このトヨタ生産方式の独特な手法、たとえばカンバン方式やQCサークルは、他社でも広く導入されている。事実、ゼネラル・モーターズ、フォード・モーター、クライスラーといった世界的な自動車メーカーは、トヨタ生産方式を真似た生産システムを独自に開発しようと、本格的に取り組んできた。航空機や重工業、消費財や生産財など、さまざまな産業でもトヨタ生産方式の導入が試みられてきた。
トヨタは驚くほどオープンにそのノウハウを披露してきた。しかし不思議なことに、上手に再現できたメーカーは皆無である。数千という企業から数十万人ものマネジャーがトヨタの工場(もちろんアメリカも)を訪問したが、トヨタに匹敵するような成果を上げることはできなかった。
これにいら立った訪問者たちは、トヨタの 成功の秘密はその文化的なルーツにあるに違いないと考えた。しかし、これはまったく的外れである。同じ日本企業であっても日産自動車や本田技研工業は、トヨタの水準に達していない。また1999年、トヨタは北アメリカ地域だけで100万台以上もの乗用車、ミニバン、軽トラックを生産しているが、世界各国でトヨタ生産方式を例外なく採用しており、しかも成功している。
トヨタ生産方式の分析は、なぜこうも難しいのだろうか。それは、訪問者たちが工場で見たトヨタ生産方式の本質を、そこで用いられているツールや手法と取り違えてしまうからだ。
したがって、ほとんどの訪問者たちが、トヨタ生産方式のパラドックス、つまり、トヨタの工場における作業や連携体制、生産工程は厳格に規定されているが、その一方で、操業方法は非常に柔軟性と適応性に富んでいることを理解できていない。しかもトヨタは、生産活動と生産プロセスの課題解決に日々取り組んでおり、それゆえ継続的改善とイノベーションが実現可能なのだ。その高い業績は当然の結果と言える。
4つのルールこそトヨタのDNA
トヨタにおける成功の秘密を理解するには、このパラドックスを解明する必要がある。つまり、厳格なルールこそが柔軟性や創造性を発揮させる要因であることを理解しなければならないのだ。これがトヨタ生産方式についての、4年間にわたる大がかりな調査研究の結論である。なおこれは、日欧米にある40以上の工場を調査したものだが、トヨタ生産方式に従って操業している工場もあれば、そうでない工場もあった。

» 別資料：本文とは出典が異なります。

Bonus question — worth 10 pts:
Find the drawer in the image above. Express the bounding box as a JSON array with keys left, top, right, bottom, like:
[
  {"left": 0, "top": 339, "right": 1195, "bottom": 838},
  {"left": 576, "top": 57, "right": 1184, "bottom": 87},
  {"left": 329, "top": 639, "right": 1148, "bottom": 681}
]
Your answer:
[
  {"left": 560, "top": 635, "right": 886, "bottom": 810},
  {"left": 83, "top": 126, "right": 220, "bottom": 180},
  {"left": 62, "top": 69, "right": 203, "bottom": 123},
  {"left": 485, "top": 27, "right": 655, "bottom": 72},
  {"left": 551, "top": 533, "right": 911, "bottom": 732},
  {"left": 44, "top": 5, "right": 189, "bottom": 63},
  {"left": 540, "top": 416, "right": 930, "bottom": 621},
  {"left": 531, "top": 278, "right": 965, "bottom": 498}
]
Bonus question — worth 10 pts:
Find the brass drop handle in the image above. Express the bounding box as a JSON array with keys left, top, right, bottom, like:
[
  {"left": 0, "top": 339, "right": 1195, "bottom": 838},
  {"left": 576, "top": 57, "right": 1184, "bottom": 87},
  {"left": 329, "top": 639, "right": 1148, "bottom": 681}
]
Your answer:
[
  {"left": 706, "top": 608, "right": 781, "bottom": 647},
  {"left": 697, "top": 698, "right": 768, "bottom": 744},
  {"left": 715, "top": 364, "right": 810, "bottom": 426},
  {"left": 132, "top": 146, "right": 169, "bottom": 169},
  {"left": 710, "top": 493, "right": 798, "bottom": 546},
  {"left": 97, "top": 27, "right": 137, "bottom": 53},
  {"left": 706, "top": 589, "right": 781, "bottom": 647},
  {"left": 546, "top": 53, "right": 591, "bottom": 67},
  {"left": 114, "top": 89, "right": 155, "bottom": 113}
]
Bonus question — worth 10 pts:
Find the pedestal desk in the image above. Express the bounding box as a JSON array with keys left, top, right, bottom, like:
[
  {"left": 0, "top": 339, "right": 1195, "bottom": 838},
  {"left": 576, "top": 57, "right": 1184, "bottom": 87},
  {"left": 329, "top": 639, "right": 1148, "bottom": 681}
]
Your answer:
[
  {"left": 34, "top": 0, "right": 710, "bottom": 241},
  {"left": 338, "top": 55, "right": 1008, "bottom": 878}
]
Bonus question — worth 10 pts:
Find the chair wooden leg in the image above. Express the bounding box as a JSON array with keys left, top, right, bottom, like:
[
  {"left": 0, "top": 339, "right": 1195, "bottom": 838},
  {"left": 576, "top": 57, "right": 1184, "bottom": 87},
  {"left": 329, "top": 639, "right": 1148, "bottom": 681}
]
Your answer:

調査対象となった工場の活動内容は、プレハブ住宅、自動車部品、最終組立、射出成形プラスチックからアルミ引き抜き成型などさまざまで、加工工場もあれば、単一製品だけを製造する工場もあった。また、定常的な生産活動にとどまらず、機器のメインテナンス、作業者のトレーニングや管理、ロジスティックスおよびマテハン(マテリアル・ハンドリング〈material handling〉: 工場内の資料の移動・保管などを指す)、さらにはプロセス設計(あるいは再設計)といった間接機能についても研究の対象に含めている。
トヨタを理解しようとするならば、トヨタ生産方式の見えざる手によって「科学者集団」と呼ぶべきものが自然に形成されることを知っておく必要がある。
トヨタでは、何らかの作業規定を決める場合、必ず仮説を立てたうえで検討し、それを後で検証できるようになっている。換言すれば、科学的アプローチが採用されているのである。また、何らかの改善を実行する場合には、問題解決プロセスを1つずつ踏んで進めている。まず現状について詳細に調査・検討したうえで、改善プランを立案することが求められる。これは取りも直さず、提案されている改善プランの仮説検証にほかならない。